MbS should have known what Iranian revolutionaries have always known: Don’t kill your opponents on your own diplomatic grounds. Tehran has frequently sent forth its murderous missionaries to kill in Turkey, but the dirty deeds have been done mostly in private. The Iranians have been outrageous elsewhere, most recently in an attempt to bomb an oppositionist rally in Paris where Rudy Giuliani and other Americans were speaking. But the clerical regime knows that the Western penchant with them is to forget if not forgive. Tehran benefits enormously from how Iran’s internal politics—the factions within the ruling elite—always get interpreted to cast blame on the “hardliners,” whoever they may be at any given time.

The crown prince won’t be so lucky. Killing a Washington Post columnist plugged into the matrix of Western elites was rash as well as immoral. The American left and much of the right is in high dudgeon. The president’s transactional approach to foreign affairs looks particularly unpleasant. And MbS will have an impossible time using the Thomas Becket defense given that he had already purged the police state’s upper echelons. And if the young prince dares to kill any of those reportedly arrested for Khashoggi’s murder, he could actually create a disloyal cadre within his own circle. Henry II didn’t touch the four knights who dispatched Becket, allowing the men, after the pope excommunicated them, to sail off to the Holy Land to pray and fight.

MbS has to be hoping that Erdogan doesn’t really have audiotapes from Turkish intelligence bugs inside the Saudi consulate or chooses, for whatever political or financial calculations, not to release them to the public. If they exist and he releases them, if they leak from a Western intelligence service (it’s unclear whether the CIA has a copy of a recording), and we can hear MbS’s minions chopping up Khashoggi’s body, if we can hear them cutting off body parts when the columnist is still alive, then the Western penchant of forgetting the heinous crimes of consequential heads of state may falter. This time round greed, fear, and allegiance to a grander cause—the usual reasons for realpoliticians to look beyond gut-churning messes—may not be sufficient.

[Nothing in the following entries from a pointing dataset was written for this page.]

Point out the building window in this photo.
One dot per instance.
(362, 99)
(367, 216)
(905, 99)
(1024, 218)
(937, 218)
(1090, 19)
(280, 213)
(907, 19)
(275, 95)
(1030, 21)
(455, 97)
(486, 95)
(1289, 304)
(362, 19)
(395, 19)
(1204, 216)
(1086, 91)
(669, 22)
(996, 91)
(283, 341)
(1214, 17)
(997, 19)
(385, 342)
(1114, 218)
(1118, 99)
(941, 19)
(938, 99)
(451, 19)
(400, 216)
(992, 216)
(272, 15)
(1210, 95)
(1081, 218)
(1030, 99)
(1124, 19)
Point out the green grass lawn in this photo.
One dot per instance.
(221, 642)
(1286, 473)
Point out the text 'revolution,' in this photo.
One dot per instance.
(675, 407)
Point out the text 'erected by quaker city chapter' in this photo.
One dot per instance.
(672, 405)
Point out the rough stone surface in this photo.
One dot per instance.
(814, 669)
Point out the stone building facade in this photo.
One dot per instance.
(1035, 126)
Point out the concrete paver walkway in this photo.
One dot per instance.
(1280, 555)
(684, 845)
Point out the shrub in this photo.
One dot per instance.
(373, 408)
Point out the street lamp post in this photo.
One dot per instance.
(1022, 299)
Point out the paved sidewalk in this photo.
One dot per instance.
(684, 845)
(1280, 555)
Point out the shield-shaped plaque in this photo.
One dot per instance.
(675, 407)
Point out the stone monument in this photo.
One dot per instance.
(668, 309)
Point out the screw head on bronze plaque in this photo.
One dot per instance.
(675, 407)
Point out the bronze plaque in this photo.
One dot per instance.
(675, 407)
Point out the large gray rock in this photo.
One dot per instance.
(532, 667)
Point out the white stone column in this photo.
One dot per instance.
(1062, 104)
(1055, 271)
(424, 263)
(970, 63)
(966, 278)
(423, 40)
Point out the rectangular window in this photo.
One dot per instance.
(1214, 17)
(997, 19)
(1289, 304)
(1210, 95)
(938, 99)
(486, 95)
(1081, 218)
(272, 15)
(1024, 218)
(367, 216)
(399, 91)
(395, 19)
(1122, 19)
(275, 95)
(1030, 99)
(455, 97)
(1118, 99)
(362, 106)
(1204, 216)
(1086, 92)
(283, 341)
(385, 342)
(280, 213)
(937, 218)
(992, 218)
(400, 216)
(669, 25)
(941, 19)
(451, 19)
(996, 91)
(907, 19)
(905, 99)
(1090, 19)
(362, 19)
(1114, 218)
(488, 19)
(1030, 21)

Washington’s increasingly vicious political divisions are aligning along the crown prince’s mistake. “He is a bastard, but he is our bastard” is an argument best made within the confines of Washington’s Metropolitan Club without an accompanying soundtrack of bones being sawed.

If MbS survives, which is still likely, the United States will confront the distressing fact that the Saudi ruler is “modernizing” his country in ways that could well prove tumultuous. There is little to love in the Saudi royal family. There is nothing to like about what has happened since the Saudi-Wahhabi fusion in 1744. But there is something to be said for consensus within a deeply conservative society trying to change. The Muslim Middle East is littered with the wreckage of strong, oh-so-modern men exercising their wills. Saudi Arabia is a potentially explosive laboratory where cautious men need to prevail.